On living with extroverts
Sara Schlecht | Wednesday, September 18, 2019
The clock shows 2:30 a.m., and my roommate Maria (the inside column queen) says “Good night, sweethearts” to the room. She then pauses just long enough for me to fall into a blissful almost-but-not-quite sleep. “Sara, call us a term of endearment.”
In my exhausted state, I struggle to process her request. “Good night …” I trail off and take at least 30 seconds to think. “Roommates,” I say finally.
Maria’s response is immediate. “You monster!”
“Good night, monsters,” I reply, feeling more certain of this answer. (On an unrelated note, everyone to whom I tell this story seems vaguely appalled, and I can’t fathom why).
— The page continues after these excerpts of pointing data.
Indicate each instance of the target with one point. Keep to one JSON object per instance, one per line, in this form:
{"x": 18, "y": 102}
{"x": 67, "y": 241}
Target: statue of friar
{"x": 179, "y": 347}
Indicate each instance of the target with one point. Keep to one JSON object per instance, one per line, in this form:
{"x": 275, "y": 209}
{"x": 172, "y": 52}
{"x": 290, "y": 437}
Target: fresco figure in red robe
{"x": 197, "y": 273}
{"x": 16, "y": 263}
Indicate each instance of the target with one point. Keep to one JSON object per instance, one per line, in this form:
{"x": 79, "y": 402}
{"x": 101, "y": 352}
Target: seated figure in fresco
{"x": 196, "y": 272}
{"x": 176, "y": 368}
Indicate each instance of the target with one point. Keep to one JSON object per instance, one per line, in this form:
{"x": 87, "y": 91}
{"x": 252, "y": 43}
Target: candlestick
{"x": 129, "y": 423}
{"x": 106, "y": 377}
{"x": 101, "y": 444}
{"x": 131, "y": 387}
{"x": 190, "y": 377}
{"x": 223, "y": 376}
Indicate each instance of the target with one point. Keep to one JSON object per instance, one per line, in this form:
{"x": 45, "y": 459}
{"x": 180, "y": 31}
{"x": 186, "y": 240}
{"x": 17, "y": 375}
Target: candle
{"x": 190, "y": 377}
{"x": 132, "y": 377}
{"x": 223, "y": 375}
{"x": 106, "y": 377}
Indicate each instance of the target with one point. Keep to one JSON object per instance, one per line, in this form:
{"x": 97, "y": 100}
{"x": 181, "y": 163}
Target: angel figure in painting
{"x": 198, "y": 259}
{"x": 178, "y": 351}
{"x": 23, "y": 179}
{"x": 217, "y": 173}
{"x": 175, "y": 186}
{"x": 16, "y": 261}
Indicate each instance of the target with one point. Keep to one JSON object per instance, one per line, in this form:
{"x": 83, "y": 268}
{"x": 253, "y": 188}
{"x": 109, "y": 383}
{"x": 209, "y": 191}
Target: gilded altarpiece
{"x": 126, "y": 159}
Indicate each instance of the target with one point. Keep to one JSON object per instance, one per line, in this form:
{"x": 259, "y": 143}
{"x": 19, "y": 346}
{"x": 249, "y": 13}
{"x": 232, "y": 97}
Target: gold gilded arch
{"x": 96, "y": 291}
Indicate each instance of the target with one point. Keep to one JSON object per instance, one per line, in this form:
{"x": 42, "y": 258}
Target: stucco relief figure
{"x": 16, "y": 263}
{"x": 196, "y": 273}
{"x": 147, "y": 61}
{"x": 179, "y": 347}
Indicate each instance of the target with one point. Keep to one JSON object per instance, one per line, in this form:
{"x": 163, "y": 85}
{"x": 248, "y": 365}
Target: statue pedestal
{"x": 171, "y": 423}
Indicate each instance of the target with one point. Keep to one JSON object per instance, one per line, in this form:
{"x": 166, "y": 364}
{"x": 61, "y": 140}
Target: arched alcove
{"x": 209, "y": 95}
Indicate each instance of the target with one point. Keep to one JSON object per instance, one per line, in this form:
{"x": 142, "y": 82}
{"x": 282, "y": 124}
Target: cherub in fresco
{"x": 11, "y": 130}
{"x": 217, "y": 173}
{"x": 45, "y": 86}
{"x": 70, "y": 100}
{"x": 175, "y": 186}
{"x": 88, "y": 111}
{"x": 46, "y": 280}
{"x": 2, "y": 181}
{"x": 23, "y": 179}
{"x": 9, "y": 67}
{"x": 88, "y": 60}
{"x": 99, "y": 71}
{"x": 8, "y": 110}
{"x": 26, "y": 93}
This is a fairly typical interaction between any given roommate and me, as the three of them are among the most extroverted human beings I have ever encountered. They like affection, attention and terms of endearment. I, on the other hand, have often been described as “cold” and take no offense to that.
They do all of their homework from the comfort of our futon while engaged in ongoing conversations. I am rather fond of the air-conditioned building full of books and study carrels, but my roommates do not share this appreciation. What I call studying, they call my “library excursions.”
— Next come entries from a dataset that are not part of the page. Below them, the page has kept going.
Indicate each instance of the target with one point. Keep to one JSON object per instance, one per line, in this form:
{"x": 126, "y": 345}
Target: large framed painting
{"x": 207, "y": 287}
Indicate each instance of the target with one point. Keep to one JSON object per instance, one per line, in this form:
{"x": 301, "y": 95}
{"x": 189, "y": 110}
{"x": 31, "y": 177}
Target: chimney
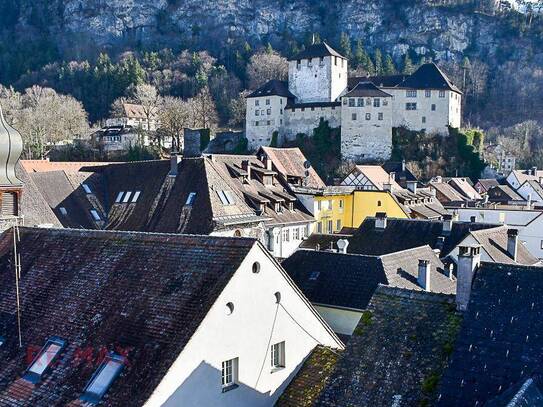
{"x": 424, "y": 274}
{"x": 512, "y": 243}
{"x": 191, "y": 143}
{"x": 447, "y": 223}
{"x": 380, "y": 221}
{"x": 412, "y": 186}
{"x": 342, "y": 245}
{"x": 246, "y": 166}
{"x": 469, "y": 258}
{"x": 174, "y": 161}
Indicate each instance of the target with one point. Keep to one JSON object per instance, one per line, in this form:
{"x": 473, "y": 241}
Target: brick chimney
{"x": 191, "y": 143}
{"x": 380, "y": 221}
{"x": 447, "y": 223}
{"x": 424, "y": 274}
{"x": 512, "y": 243}
{"x": 469, "y": 258}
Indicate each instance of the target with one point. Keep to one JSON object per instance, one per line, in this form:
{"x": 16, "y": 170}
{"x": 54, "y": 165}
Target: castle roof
{"x": 366, "y": 89}
{"x": 316, "y": 51}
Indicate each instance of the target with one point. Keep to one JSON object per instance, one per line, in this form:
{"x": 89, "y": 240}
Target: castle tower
{"x": 11, "y": 147}
{"x": 317, "y": 74}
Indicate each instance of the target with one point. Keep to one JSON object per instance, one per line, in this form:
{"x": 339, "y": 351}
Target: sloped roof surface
{"x": 317, "y": 50}
{"x": 500, "y": 342}
{"x": 399, "y": 347}
{"x": 366, "y": 89}
{"x": 142, "y": 293}
{"x": 273, "y": 88}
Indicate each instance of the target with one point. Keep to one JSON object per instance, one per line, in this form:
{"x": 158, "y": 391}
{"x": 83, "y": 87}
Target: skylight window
{"x": 226, "y": 197}
{"x": 191, "y": 198}
{"x": 136, "y": 196}
{"x": 103, "y": 378}
{"x": 95, "y": 215}
{"x": 45, "y": 359}
{"x": 127, "y": 196}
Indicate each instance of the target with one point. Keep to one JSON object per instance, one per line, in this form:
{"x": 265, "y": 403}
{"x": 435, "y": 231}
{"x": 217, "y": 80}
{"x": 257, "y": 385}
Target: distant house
{"x": 132, "y": 319}
{"x": 340, "y": 285}
{"x": 136, "y": 116}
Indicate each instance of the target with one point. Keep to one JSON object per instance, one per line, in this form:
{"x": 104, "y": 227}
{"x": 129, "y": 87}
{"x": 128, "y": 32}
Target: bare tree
{"x": 175, "y": 114}
{"x": 204, "y": 110}
{"x": 266, "y": 66}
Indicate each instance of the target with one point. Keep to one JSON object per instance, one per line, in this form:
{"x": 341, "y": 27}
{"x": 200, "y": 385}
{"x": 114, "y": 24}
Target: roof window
{"x": 127, "y": 196}
{"x": 101, "y": 381}
{"x": 95, "y": 215}
{"x": 226, "y": 197}
{"x": 136, "y": 196}
{"x": 191, "y": 198}
{"x": 44, "y": 359}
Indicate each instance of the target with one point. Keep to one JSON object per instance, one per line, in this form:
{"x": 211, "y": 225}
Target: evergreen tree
{"x": 378, "y": 58}
{"x": 408, "y": 67}
{"x": 389, "y": 68}
{"x": 345, "y": 46}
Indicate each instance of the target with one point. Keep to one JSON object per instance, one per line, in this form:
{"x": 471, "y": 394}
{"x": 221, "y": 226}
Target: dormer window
{"x": 190, "y": 199}
{"x": 103, "y": 378}
{"x": 45, "y": 359}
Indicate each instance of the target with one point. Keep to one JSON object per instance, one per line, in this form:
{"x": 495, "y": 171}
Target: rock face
{"x": 441, "y": 29}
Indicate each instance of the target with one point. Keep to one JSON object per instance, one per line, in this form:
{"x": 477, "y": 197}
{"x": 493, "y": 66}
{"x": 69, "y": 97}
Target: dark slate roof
{"x": 500, "y": 342}
{"x": 402, "y": 234}
{"x": 397, "y": 352}
{"x": 366, "y": 89}
{"x": 494, "y": 242}
{"x": 272, "y": 88}
{"x": 316, "y": 51}
{"x": 429, "y": 76}
{"x": 349, "y": 281}
{"x": 388, "y": 81}
{"x": 34, "y": 207}
{"x": 308, "y": 383}
{"x": 145, "y": 294}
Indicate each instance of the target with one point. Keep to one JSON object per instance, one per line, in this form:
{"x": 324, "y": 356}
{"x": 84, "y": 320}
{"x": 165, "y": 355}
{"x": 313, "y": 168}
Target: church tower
{"x": 317, "y": 74}
{"x": 11, "y": 147}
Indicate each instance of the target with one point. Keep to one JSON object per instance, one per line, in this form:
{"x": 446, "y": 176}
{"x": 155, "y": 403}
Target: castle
{"x": 366, "y": 108}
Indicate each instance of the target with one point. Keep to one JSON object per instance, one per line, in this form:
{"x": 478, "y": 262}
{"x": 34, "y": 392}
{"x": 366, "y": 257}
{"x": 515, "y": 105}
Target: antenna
{"x": 17, "y": 258}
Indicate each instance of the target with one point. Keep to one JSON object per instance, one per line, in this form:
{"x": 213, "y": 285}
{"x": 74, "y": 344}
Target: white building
{"x": 318, "y": 88}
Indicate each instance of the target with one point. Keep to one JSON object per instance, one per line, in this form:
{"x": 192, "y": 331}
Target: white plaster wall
{"x": 261, "y": 135}
{"x": 448, "y": 110}
{"x": 256, "y": 323}
{"x": 342, "y": 321}
{"x": 304, "y": 121}
{"x": 366, "y": 139}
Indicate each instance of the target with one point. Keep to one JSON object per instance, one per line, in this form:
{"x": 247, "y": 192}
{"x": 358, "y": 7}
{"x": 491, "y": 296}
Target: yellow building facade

When “Bachelor in Paradise” is on, our room gets loud. As one recent episode began, my roommate Julianna begged for me to sit and watch with her. By the time the theme song started, I had to reach for my headphones. As it turns out, “Bachelor in Paradise” is pretty funny when you hear Car Seat Headrest instead of the contestants’ voices.
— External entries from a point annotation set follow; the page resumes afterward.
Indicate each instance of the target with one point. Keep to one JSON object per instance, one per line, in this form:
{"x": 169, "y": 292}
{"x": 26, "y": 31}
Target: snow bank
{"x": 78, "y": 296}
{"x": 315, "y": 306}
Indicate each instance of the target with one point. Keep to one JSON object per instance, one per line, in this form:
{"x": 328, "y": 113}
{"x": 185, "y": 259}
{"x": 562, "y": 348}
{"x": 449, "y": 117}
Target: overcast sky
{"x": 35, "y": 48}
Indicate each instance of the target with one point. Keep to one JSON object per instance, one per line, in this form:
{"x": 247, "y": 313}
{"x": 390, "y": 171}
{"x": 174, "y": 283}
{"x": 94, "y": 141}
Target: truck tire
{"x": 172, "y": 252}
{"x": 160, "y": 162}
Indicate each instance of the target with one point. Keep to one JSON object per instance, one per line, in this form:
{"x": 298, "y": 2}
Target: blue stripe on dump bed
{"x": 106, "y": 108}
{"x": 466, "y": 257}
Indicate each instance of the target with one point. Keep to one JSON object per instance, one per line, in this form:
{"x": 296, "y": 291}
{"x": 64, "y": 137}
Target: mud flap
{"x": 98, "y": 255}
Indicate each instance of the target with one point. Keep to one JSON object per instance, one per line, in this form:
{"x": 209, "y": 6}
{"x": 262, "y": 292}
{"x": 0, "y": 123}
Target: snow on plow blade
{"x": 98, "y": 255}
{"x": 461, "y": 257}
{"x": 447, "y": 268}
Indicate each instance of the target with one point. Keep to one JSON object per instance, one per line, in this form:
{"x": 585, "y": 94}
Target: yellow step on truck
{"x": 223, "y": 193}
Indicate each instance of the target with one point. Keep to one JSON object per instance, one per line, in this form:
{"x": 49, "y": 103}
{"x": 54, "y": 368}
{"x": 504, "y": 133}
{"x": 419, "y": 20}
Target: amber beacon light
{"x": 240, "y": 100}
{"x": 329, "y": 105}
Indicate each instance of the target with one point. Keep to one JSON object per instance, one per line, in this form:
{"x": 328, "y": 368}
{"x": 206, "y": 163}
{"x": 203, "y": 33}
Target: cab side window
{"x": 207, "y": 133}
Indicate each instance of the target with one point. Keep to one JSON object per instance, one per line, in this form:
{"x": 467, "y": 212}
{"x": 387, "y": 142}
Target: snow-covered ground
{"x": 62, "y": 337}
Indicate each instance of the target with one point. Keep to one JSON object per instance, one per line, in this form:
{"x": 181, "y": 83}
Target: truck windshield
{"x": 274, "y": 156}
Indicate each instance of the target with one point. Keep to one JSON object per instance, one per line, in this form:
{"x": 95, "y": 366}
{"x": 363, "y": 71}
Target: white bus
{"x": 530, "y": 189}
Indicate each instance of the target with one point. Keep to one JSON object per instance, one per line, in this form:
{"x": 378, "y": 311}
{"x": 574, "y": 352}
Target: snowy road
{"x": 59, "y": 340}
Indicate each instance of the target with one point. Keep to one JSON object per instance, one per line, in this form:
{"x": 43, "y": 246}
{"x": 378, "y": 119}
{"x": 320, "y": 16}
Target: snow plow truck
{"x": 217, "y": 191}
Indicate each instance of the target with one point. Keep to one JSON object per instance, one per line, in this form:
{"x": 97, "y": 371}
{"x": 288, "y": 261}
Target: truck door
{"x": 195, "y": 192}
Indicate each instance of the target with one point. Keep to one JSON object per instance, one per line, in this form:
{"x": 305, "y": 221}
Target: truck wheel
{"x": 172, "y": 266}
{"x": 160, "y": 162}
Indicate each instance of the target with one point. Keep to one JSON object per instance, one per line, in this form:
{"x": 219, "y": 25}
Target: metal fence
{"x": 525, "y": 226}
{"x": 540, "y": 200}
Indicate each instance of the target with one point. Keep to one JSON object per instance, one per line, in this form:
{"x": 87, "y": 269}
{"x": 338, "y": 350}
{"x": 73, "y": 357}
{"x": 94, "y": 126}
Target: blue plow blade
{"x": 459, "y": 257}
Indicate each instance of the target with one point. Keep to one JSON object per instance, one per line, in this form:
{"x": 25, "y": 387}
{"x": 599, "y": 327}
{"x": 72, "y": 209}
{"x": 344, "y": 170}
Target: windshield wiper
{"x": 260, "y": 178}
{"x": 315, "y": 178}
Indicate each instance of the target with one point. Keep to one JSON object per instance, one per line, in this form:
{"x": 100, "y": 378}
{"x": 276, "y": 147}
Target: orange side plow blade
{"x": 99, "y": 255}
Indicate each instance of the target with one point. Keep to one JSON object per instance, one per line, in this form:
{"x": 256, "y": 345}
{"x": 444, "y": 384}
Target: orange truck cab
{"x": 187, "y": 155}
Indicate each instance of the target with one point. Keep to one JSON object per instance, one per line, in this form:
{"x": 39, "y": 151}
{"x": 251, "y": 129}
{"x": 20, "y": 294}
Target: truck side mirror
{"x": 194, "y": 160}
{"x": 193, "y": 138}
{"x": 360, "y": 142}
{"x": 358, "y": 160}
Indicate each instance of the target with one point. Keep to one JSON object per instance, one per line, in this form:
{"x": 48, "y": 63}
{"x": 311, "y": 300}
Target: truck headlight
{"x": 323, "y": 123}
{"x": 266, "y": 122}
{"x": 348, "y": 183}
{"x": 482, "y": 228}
I started writing this column at my desk, but my third roommate, Emily, did not approve of me sitting so far away from the three of them. I am now wedged between them on the futon, which is approximately 18 inches from my desk. I explained that I need to leave soon, and Emily added “My Heart Will Go On” to the Spotify queue. I am vaguely afraid to stand up and have them all start singing.
When I first visited Saint Mary’s, people kept talking about sisterhood. It sounded ridiculous to me back then. As I think about — and sit between — these extroverts I call my roommates, I can’t help thinking about how wrong I was to be skeptical of the sisterhood. It exists, and I can’t imagine my life without it.